Saturday, July 13, 2013

"$21 a Day (Once a Month)" - A Walter Lantz Cartoon (1941)

Just after the first peace time draft got under way, shortly before we were drawn into the Second World War, there was a plethora of movies and music which swept the land, all of which chronicled the adventures/misadventures of the new recruits. Abbott and Costello immediately come to mind with their series of movies, “In the Army” and “In the Navy.” Like all good entertainment of the time, these films featured lots of swing music and dancing. So it goes with this cartoon from 1941, produced by Walter Lantz.

With his usual deft hand, Mr. Lantz created a wonderful record of how America viewed the idea of a draft, as well as the coming war in the months before Pearl Harbor. Poking fun at the regimentation required of Army life, the cartoon lampoons the highly regimented life of the average draftee as he is pushed, prodded and prepped for battle with the enemy. The beauty of it all is that he did it using animated toys rather than real draftees. It kind of underscores the feeling unreality which usually precedes the coming of miltary conflict. The part which makes it look like fun.

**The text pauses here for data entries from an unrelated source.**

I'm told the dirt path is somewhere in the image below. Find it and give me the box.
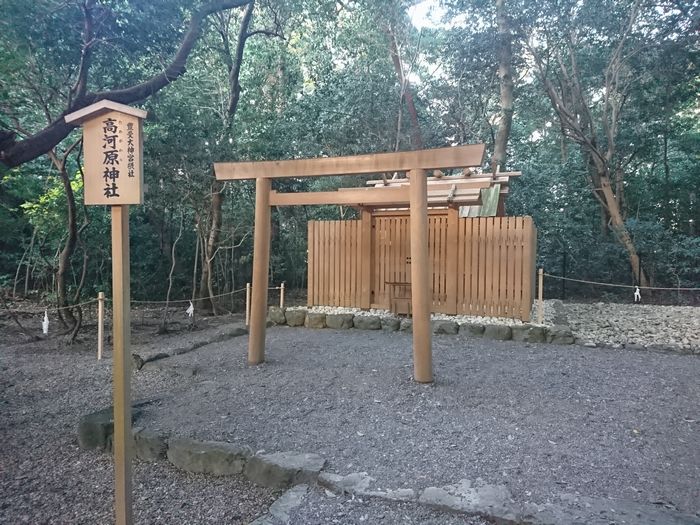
[142,327,700,514]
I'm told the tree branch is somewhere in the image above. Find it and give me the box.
[0,0,252,168]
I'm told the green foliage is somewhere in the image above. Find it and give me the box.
[0,0,700,299]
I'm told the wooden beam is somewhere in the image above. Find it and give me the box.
[270,186,480,207]
[214,144,486,180]
[270,187,409,206]
[410,170,433,383]
[365,171,521,187]
[112,204,133,525]
[248,179,271,365]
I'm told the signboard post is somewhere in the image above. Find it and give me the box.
[65,100,146,525]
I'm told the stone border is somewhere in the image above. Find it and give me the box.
[78,402,700,525]
[267,306,576,345]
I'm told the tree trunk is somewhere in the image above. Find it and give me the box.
[491,0,513,173]
[56,161,78,327]
[387,29,423,149]
[600,175,649,286]
[200,180,224,315]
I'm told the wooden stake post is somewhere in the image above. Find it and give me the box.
[410,170,433,383]
[97,292,105,360]
[65,100,146,525]
[214,144,485,383]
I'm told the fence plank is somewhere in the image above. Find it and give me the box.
[307,210,537,320]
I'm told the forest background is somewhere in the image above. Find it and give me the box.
[0,0,700,326]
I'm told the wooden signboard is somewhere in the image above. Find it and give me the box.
[66,100,146,206]
[83,111,143,205]
[65,100,146,525]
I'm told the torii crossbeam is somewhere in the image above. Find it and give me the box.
[214,144,485,383]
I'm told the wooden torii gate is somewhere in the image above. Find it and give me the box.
[214,144,489,383]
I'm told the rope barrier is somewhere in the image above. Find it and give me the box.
[1,299,97,314]
[544,273,700,292]
[131,288,245,304]
[1,288,253,314]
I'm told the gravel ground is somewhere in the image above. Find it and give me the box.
[290,488,489,525]
[139,327,700,513]
[564,303,700,350]
[0,330,277,525]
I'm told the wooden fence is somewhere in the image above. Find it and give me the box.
[308,210,537,321]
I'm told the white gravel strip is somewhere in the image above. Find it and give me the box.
[565,303,700,350]
[287,302,554,326]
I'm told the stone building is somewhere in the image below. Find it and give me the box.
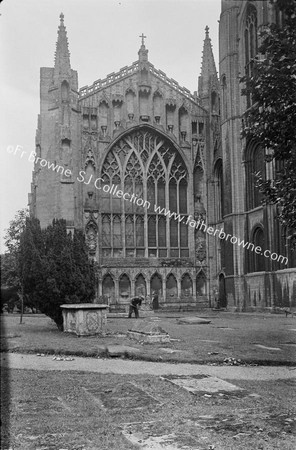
[29,0,296,309]
[215,0,296,310]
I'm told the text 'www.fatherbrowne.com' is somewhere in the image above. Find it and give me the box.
[154,205,288,265]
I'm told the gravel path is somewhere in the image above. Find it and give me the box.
[1,353,296,381]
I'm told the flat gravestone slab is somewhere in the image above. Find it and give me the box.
[86,382,159,412]
[162,375,244,394]
[129,321,167,334]
[107,345,140,356]
[177,317,211,325]
[255,344,281,352]
[127,321,170,344]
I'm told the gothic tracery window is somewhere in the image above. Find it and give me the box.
[100,129,189,258]
[244,4,258,108]
[246,141,265,210]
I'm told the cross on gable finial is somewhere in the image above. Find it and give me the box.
[139,33,147,45]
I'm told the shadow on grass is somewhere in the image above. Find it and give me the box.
[1,316,11,449]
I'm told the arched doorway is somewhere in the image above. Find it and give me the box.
[150,273,162,295]
[135,273,147,298]
[166,273,178,300]
[119,274,131,303]
[102,273,115,305]
[196,270,207,297]
[218,273,227,308]
[181,273,193,298]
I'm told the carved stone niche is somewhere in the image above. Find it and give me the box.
[90,108,98,130]
[82,107,89,129]
[85,218,98,255]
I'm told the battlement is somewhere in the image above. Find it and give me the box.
[79,61,199,103]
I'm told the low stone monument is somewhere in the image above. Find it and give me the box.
[127,321,170,344]
[61,303,109,336]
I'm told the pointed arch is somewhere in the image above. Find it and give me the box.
[98,126,189,258]
[181,273,193,297]
[245,140,265,210]
[135,273,147,298]
[150,272,162,295]
[196,270,207,296]
[118,273,131,300]
[102,273,115,304]
[166,272,178,298]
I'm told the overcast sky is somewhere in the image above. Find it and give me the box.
[0,0,221,253]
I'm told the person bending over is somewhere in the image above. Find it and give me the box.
[128,295,143,319]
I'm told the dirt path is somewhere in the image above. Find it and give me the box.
[1,353,296,381]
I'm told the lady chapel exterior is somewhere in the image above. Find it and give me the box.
[29,0,296,311]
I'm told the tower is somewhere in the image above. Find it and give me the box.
[31,14,80,226]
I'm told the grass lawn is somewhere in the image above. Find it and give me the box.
[1,311,296,365]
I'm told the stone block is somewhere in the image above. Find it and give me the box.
[127,321,170,344]
[177,317,211,325]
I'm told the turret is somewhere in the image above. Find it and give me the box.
[198,26,219,112]
[54,13,71,83]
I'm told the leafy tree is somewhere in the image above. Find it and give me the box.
[20,219,95,330]
[1,208,29,289]
[242,0,296,228]
[1,208,31,312]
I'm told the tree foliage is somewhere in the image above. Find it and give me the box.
[19,219,95,329]
[1,208,29,289]
[242,0,296,228]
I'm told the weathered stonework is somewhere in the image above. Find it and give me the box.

This was one of the last of the cartoons concerning the war which were designed to make us laugh at ourselves. In just a few short months after the release of this cartoon the attack on Pearl Harbor would affect everything about the American way of life; even the cartoons. They, too, were casualties of the war as they became tools of propaganda, designed to inflame passions and beat the enemy.

Art can be used for good, and it can be used for evil. And it’s not always the artist who creates the evil. Sometimes, art is merely a reflection of who we are at the time. In this cartoon, we were still innocents. Wouldn't it be nice if that it were still so?